History and Theory of Modernism (Revision 1)
Delivery Mode: Individualized study online
ARCH 340: History and Theory of Modernism is intended for students enrolled in the BSc (Architecture) program at the RAIC Centre for Architecture at Athabasca University. For those students interested in pursuing a career as a registered architect, this course also contributes to the RAIC Syllabus Diploma.
Area of Study: Applied Studies
Prerequisite: ARCH 200
Centre: RAIC Centre for Architecture
Faculty: Faculty of Science & Technology
ARCH 340 History and Theory of Modernism examines the history and theory associated with Modern architecture from the 19th century to the middle of the 20th century. Students will examine gradual erasure of historical symbolism and its replacement with functional approaches intended to address new social issues in architecture. Critical writings are resources to discover different cultural and ideological approaches to Modernism in Europe and North America.
- The Study Guide for Architecture 340 consists of nine units
- Unit 1 – Re-interpreting Historical Traditions
- Unit 2 – The Modern Movement and Anti-Ornament
- Unit 3 – New Responses to Site
- Unit 4 – New Technique, Materials and Visions
- Unit 5 – Organic Design Approaches
- Unit 6 – The Purpose of Manifestos
- Unit 7 – The Responsibility for Housing
- Unit 8 – Industry and Commerce
- Unit 9 - Modernism Outside of Europe
- Identify and describe the main concepts of the Modern movement and its chief proponents.
- Explain the design criteria applicable to 20th century architecture in their relation to major events.

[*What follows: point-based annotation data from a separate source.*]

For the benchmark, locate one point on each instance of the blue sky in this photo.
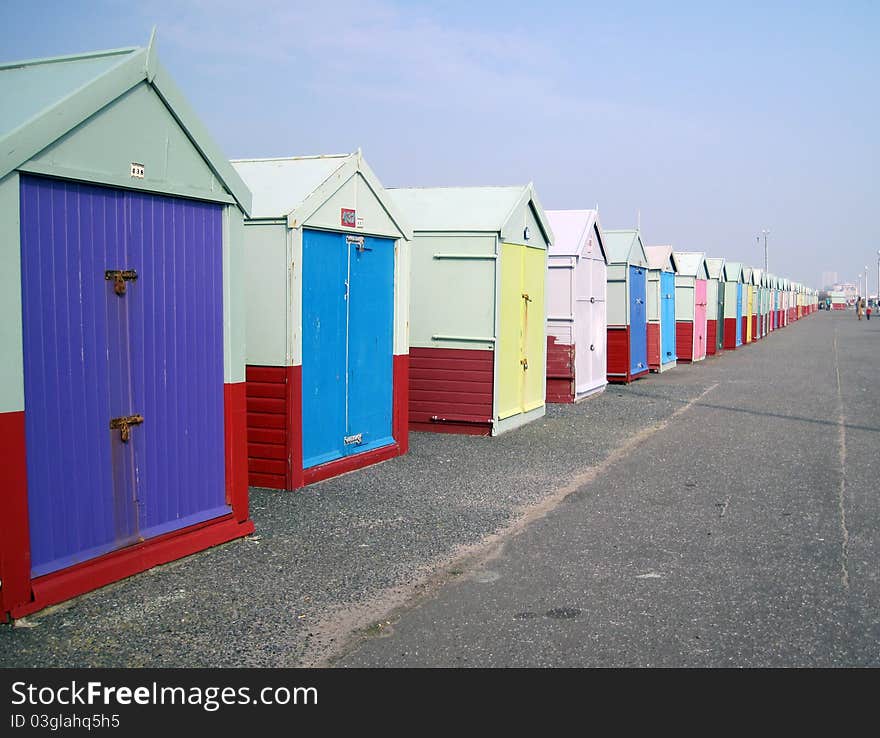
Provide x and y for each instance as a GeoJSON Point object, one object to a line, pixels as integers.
{"type": "Point", "coordinates": [712, 120]}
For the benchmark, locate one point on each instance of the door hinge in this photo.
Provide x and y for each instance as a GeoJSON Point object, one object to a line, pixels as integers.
{"type": "Point", "coordinates": [123, 425]}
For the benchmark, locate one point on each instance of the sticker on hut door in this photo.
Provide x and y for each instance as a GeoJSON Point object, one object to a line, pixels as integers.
{"type": "Point", "coordinates": [349, 218]}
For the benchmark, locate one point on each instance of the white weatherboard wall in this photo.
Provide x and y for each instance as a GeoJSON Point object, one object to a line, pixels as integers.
{"type": "Point", "coordinates": [267, 265]}
{"type": "Point", "coordinates": [11, 357]}
{"type": "Point", "coordinates": [101, 150]}
{"type": "Point", "coordinates": [457, 271]}
{"type": "Point", "coordinates": [309, 192]}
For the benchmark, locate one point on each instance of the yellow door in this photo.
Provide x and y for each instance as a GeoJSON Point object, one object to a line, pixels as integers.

- Analyze how new planning processes were related to new materials, site, and structural processes.
- Discuss the relationship between architecture and the written word.

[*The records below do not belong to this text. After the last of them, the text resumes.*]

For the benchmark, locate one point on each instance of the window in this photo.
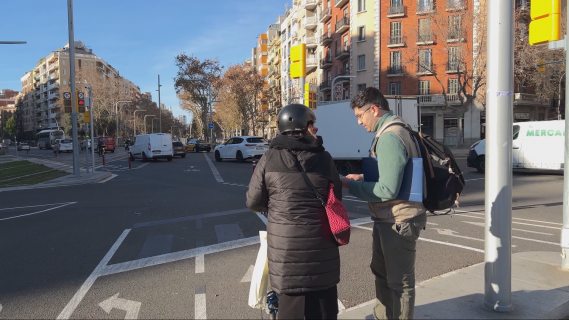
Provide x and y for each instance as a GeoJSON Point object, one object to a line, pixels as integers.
{"type": "Point", "coordinates": [394, 88]}
{"type": "Point", "coordinates": [361, 33]}
{"type": "Point", "coordinates": [424, 87]}
{"type": "Point", "coordinates": [454, 27]}
{"type": "Point", "coordinates": [453, 86]}
{"type": "Point", "coordinates": [361, 62]}
{"type": "Point", "coordinates": [361, 5]}
{"type": "Point", "coordinates": [425, 60]}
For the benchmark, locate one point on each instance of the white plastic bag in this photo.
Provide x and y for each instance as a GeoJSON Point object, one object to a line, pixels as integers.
{"type": "Point", "coordinates": [260, 278]}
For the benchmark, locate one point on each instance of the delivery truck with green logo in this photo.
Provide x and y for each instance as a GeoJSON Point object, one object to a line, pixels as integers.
{"type": "Point", "coordinates": [537, 145]}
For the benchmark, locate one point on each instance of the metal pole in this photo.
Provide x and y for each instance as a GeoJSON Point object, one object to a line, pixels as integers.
{"type": "Point", "coordinates": [76, 169]}
{"type": "Point", "coordinates": [91, 125]}
{"type": "Point", "coordinates": [498, 188]}
{"type": "Point", "coordinates": [159, 106]}
{"type": "Point", "coordinates": [565, 230]}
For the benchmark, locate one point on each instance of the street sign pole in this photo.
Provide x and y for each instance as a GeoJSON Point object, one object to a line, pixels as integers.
{"type": "Point", "coordinates": [76, 168]}
{"type": "Point", "coordinates": [498, 187]}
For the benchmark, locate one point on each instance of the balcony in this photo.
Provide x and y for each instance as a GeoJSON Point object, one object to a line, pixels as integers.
{"type": "Point", "coordinates": [395, 71]}
{"type": "Point", "coordinates": [424, 68]}
{"type": "Point", "coordinates": [326, 38]}
{"type": "Point", "coordinates": [425, 38]}
{"type": "Point", "coordinates": [396, 41]}
{"type": "Point", "coordinates": [310, 23]}
{"type": "Point", "coordinates": [340, 3]}
{"type": "Point", "coordinates": [325, 15]}
{"type": "Point", "coordinates": [342, 52]}
{"type": "Point", "coordinates": [310, 4]}
{"type": "Point", "coordinates": [326, 63]}
{"type": "Point", "coordinates": [425, 6]}
{"type": "Point", "coordinates": [396, 11]}
{"type": "Point", "coordinates": [325, 85]}
{"type": "Point", "coordinates": [343, 25]}
{"type": "Point", "coordinates": [455, 5]}
{"type": "Point", "coordinates": [311, 63]}
{"type": "Point", "coordinates": [311, 42]}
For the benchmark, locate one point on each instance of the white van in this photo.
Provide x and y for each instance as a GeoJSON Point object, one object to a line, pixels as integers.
{"type": "Point", "coordinates": [152, 146]}
{"type": "Point", "coordinates": [537, 145]}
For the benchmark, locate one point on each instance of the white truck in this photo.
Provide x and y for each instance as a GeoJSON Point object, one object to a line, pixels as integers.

- Explore the relationship between architectural theory and practice.
- Describe architectural styles in terms of economic status, social hierarchies, and claims about group identity.
- Explain Modernism's spread outside of Europe.
To receive credit for ARCH 340 you must achieve a minimum overall grade of C+ (67%) for the entire course.
The weightings for the course activities are as follows:
|Unit 1 - Assignment 1||10%|
|Unit 2 - Assignment 2||15%|
|Unit 3 - Assignment 3||10%|
|Unit 4 - Assignment 4||10%|
|Unit 5 - Assignment 5||15%|
|Unit 6 - No Assignment
|Unit 7 - Assignment 6||15%|
|Unit 8 - Assignment 7||15%|
|Unit 9 - Assignment 8||10%|
To learn more about assignments and examinations, please refer to Athabasca University's online Calendar.
Mallgrave, Harry F., ed. (2006). Architectural Theory Volume I: An Anthology from Vitruvius to 1870. Malden, MA: Blackwell.
Mallgrave, Harry F. and Christina Contandriopoulos, eds. (2008). Architectural Theory Volume II: An Anthology from 1871 to 2005. Malden, MA: Blackwell.
Colquhoun, Alan. (2002). Modern Architecture. Oxford: Oxford University Press.
Frampton, Kenneth. (2007). Modern Architecture: A Critical History, 4th ed. London: Thames and Hudson.
Course Home Page (online): The course home page houses all the online components of your course.
Study Schedule (online): The study schedule on your course home page includes the Course Information, the nine units of the Study Guide, links to the online readings, and links to your assignments.
Course Information (online): The Course Information provides specific information about how to proceed through the course. Read the Course Information carefully before you begin reading the Study Guide.
Study Guide (online): The Study Guide units are embedded in the Study Schedule on the course home page.
Assignments (online): The assignments are on the course home page, along with helpful instructions.
Undergraduate Student Handbook (online): The Undergraduate Student Handbook contains essential information on administrative and academic procedures for students.
Forms: Forms you may need are available through the myAU portal.
You will need convenient access to an Internet browser.
The course is delivered online by Athabasca University for study at home. You will be in regular contact with the instructor, who will provide guidance and feedback on your sketches. You are expected to spend about three hours of online classroom time each week and an additional six hours each week reading, drawing, and completing assignments.
Athabasca University reserves the right to amend course outlines occasionally and without notice. Courses offered by other delivery methods may vary from their individualized-study counterparts.
Opened in Revision 1, October 3, 2013.